Karena sudah dijalan dan Nania tidak bisa menolak.
Ia pun menyetujui rencana Anggara.
mereka masuk ke dalam studio dan menonton film dengan genre komedi romantis tersebut.
Selama menonton pikiran Nania hanya terbayang kenangan-kenangan bersama Kai, saat Kai memeluknya dan menciumnya. Ia tidak begitu menikmati alur film didepannya.
Anggara sesekali memandangi Nania yang terlihat serius memandangi layar. Ia menelan saliva nya saat ada adegan romantis dimana sepasang kekasih berciuman dengan ganas. Ia mengalihkan pandangan nya pada Nania yang masih terlihat serius menatapi setiap adegan.
Hingga di penghujung film, Anggara memberanikan diri menggenggam tangan Nania.
Nania terkejut dan reflek melepaskan genggaman Anggara
"Eng..maaf Na, ayo kita keluar"
" So..sorry aku kaget" ucap Nania tidak enak.
"Its Ok, aku yang salah tiba-tiba reflek ngajak keluar" ujarnya terkekeh.

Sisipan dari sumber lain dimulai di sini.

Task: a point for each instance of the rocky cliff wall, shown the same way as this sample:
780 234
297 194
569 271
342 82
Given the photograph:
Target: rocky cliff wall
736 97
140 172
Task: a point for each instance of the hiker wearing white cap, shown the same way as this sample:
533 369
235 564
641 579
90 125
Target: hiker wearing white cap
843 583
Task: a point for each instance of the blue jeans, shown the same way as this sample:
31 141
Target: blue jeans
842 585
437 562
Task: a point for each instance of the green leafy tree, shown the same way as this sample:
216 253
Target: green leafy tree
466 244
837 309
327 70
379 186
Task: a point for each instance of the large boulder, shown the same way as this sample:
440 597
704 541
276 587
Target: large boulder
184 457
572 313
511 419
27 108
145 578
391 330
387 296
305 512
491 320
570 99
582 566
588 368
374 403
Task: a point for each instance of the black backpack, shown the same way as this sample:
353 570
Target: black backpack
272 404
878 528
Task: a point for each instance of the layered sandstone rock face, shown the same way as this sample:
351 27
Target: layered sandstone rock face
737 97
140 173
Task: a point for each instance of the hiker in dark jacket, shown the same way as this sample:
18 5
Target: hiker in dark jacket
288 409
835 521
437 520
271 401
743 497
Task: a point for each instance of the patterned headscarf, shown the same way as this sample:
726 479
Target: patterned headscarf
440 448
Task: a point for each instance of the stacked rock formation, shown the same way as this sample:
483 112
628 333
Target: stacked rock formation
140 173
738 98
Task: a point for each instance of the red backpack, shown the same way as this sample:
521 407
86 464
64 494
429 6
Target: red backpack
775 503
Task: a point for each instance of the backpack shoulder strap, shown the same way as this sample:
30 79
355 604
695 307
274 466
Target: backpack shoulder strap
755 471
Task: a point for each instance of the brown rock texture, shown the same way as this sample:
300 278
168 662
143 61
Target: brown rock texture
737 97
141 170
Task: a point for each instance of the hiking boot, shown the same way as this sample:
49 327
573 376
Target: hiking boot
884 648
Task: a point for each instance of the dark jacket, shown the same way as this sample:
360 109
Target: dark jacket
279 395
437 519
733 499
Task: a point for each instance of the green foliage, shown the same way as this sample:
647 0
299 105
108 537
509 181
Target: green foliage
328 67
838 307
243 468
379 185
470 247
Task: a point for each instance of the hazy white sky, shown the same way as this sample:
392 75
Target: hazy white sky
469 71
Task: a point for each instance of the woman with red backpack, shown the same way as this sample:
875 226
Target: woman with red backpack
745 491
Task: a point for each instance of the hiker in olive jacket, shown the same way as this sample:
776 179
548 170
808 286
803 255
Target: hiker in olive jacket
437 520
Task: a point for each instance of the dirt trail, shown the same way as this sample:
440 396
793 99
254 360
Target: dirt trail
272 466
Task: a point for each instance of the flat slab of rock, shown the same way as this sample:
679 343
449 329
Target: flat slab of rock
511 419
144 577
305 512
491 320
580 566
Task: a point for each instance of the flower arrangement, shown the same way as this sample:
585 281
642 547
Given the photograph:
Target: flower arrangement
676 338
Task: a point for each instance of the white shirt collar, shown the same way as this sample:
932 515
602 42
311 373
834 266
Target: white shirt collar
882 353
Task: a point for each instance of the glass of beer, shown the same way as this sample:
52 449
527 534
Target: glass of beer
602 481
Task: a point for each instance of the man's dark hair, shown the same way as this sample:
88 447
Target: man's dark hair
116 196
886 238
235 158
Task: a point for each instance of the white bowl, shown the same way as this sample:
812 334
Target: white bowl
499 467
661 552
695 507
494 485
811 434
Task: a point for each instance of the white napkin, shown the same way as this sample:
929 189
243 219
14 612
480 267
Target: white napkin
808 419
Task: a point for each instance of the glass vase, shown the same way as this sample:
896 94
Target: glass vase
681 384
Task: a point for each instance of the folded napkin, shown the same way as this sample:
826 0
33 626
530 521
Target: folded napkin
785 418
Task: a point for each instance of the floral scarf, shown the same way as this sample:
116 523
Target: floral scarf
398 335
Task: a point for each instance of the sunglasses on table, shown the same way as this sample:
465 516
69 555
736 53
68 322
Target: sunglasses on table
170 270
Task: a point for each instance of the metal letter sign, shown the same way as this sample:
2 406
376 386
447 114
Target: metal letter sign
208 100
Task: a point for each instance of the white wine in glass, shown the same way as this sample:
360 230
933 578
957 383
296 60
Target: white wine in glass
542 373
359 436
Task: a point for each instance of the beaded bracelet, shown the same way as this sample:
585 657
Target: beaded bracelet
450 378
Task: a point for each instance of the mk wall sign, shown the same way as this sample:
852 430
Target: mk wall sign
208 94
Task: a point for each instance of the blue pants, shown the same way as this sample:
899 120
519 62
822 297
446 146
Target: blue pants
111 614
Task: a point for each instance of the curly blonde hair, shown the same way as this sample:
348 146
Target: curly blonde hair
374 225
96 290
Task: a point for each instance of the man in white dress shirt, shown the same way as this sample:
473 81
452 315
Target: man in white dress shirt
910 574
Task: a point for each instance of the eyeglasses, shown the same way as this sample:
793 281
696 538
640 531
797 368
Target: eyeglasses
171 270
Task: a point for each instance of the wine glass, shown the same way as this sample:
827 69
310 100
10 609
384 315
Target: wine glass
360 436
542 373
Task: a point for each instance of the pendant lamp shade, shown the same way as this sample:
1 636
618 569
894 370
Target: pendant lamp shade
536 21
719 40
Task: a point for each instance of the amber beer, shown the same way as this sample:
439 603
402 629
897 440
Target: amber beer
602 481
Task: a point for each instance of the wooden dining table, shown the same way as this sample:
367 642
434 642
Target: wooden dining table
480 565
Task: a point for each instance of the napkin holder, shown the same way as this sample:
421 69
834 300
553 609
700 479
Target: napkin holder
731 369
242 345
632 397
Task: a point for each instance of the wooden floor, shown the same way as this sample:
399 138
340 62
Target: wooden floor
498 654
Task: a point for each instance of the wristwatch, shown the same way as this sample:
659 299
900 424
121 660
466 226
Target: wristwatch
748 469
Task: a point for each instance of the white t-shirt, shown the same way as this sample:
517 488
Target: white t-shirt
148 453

"Aku udah mesan seat di restauran "kapal", lantai atas bioskop"
"Oh...ok ayo!? " Nania terlihat biasa dan mengikuti semua arahan Anggara.
Sesampai nya di restaurant
"Mbak, tadi saya udah pesan seat view kota"
"Oh ya, atas nama pak Anggara ya?" ujar pelayan itu memastikan
"Mari saya antar pak"
pelayan itu mengarahkan mereka berdua disebuah seat semi vip dengan view kota, suasana nya tenang cahaya hangat.
"Indah banget pemandangannya Kai...eh Angga..ra, maaf!"
Anggara berusaha tidak mendengar dan menyadari pikiran Nania saat ini sedang tidak fokus dengannya.
pelayan datang membawa dua gelas dan satu botol wine ke hadapan mereka. menuangkan satu persatu.
Nania terkejut dengan pelayanan restauran yang direncanakan.
"Anggara, kenapa kamu ga bilang kalau traktirnya di restauran ini, aku kan jadi salah kostum" Nania menunjukkan dress bunga-bunga yang dikenakan nya dan sepatu sneaker nya dengan wajah manyun.
Anggara terkekeh, "Walaupun begitu kamu tetap cantik kok Na" ucapan itu lepas dari mulutnya membuat Nania canggung.
"Na, mungkin ini bukan waktu yang tepat. Tapi aku mau katakan sesuatu ke kamu"
Jantung Nania berdegup kencang. Ia mengerti arah pembicaraan Anggara akan menjurus kemana.
"Aku suka sama kamu" kalimat itu lolos dari mulut Anggara. membuat keadaan semakin canggung.
Nania terdiam mendengar pengakuan Anggara yang tiba-tiba. Di satu sisi ia menilai Anggara adalah sosok yang baik dan perhatian padanya, meski belum lama bertemu. Ia selalu ada saat situasi Nania dalam keadaan yang tidak baik atau saat Hanny mengonfrontasi nya.
"Aku tidak tahu apa yang sebenarnya terjadi di masa lalu kamu, dan tidak perduli bagaimana perasaan kamu terhadapku, aku hanya ingin menjagamu, Na" ucapan itu keluar terdengar tulus.
"Tapi Anggara, maaf aku belum bisa balas perasaan kamu" suara Nania bergetar.
Anggara mengangguk menatap Nania tulus, sembari mengalihkan pembicaraan.
"by the way, wine nya enak ya" ia mencoba memecahkan ketegangan suasana, diiringi senyuman Nania yang menghangatkan hatinya.